Gerede

Diskursanalyse

Lächelst Du, teilt mich der Schatten Deiner Zähne. Schweigst Du aber, wärmt mich Deine Abwesenheit. Mit Deinen verkrümmten Worten zeigst Du mir eine längst vergilbte Welt, deren Landschaften noch einem Kartographen harren. Du aber weißt längst um die dreieinhalb Douglastannen, bei deren Anblick man sich rechts halten muss und um die Eulen, deren Gesang Zupfkuchen servierende Scheinriesen hervorlockt. Du reichst mir den dunklen Tee als handele es sich um einen Aufguss handgezupfter Nana-Minze; deine Hand zittert crescendo, deine Pupillen verengen sich zu Nadelspitzen, die erst dann wieder stricken könnten, wenn die Tasse wohlbehalten auf der Tischplatte zum Stehen kommt. Der Klang von Steingut auf Holz signalisiert das erfolgreiche Ende der ersten Etappe.

Und so gönne auch ich mir ein paar Atemzüge, bis Dein Blick mich als sein neues Opfer kürt und Deine Wimpern die Sicht freigeben in diese blickdicht verhärteten Blitzschleudern, die ein Lächeln zur Waffe machen. Niemals direkt in seine Augen schauen, hatte sie mich gewarnt, schau auf seine Schläfen, auf seine Stirn. Halte stand. Nicht erwähnt hatte sie das Magnetfeld, das schon in den umgebenden Krähenfüßen deutlich wird, allesamt pupillenzentriert, mein Blick kann sich nur ergeben in das Wagnis der graugrünen Tiefseeschluchten. Der Widerstand reichte kaum für einen Kürzesturlaub in den hellbraunen Mulden zwischen Augenbraue und Oberlid, dann war die Verlockung des kühlen Nass übermächtig. Für Sekunden.

Und da ist es auch schon, Dein Lächeln, das mich zuckend uneins macht, das mich reflexhaft zur nahe stehenden Teetasse greifen lässt, als berge Tee tatsächlich Abwehrkräfte und könnte seine Wärme Deine Kälte entschärfen. Meine Hand zittert nicht, aber die Breite Deines Lächelns verrät Dein Wissen. Von Deinen Worten hatten mich nur die ersten drei wirklich erreicht, dann ging die Konzentration für den Widerstand drauf und erst jetzt, wo alles verloren, dringen die knackenden Laute wieder bis zu mir.

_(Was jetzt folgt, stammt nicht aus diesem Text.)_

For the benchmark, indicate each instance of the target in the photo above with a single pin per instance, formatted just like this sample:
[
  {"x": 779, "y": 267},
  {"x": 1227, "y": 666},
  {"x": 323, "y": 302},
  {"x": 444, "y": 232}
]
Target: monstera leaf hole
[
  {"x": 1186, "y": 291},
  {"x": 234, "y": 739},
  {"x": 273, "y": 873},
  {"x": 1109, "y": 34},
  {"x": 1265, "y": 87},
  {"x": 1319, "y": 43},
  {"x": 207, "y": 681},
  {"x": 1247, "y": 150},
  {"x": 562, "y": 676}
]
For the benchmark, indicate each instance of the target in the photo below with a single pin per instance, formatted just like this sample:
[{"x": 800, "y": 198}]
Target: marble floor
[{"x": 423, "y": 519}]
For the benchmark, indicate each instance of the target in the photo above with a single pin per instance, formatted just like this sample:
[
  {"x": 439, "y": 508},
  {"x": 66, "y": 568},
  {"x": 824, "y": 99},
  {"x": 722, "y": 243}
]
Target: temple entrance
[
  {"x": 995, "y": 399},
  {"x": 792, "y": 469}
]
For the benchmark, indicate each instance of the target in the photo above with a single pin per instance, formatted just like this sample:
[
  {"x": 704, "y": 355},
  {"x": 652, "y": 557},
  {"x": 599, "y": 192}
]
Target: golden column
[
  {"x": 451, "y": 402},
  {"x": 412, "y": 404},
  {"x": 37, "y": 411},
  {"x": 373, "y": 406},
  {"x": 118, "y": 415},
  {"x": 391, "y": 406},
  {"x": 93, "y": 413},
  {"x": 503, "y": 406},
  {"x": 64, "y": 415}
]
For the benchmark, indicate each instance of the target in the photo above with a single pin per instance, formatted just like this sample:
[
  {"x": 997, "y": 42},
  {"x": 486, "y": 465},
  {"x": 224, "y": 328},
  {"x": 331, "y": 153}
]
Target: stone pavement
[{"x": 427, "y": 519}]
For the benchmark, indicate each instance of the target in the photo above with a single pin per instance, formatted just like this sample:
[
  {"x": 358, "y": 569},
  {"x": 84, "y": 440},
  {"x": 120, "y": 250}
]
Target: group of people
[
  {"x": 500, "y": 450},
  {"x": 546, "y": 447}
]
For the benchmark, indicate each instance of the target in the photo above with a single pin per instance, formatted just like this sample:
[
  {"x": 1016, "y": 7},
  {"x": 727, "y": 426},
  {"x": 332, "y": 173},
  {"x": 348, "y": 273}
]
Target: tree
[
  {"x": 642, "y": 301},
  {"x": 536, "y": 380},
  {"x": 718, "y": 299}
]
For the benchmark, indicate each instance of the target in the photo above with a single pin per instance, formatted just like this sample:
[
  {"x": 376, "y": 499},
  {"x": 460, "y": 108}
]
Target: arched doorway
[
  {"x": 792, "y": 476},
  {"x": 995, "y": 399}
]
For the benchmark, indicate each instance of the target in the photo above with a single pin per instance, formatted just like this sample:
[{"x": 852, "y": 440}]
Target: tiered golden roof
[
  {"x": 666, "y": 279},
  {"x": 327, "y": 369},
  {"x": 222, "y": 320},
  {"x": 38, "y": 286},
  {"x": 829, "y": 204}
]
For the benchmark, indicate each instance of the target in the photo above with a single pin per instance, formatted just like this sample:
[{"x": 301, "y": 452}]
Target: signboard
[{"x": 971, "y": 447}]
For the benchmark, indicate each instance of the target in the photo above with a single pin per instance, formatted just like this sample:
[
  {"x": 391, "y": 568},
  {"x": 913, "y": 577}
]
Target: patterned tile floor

Noch klingen sie fremd und stehen zusammenhanglos im Raum, aber kurz später schon verbinden sie sich zu Einheiten, synchronisieren ihr Rauschen, rhythmisieren ihre Abstände. Ich zwinge mich zu einem Mund voll Luft unter Deinem prüfenden Blick und mit der Bewegung meiner Lippen verstehe ich, Deine zu lesen.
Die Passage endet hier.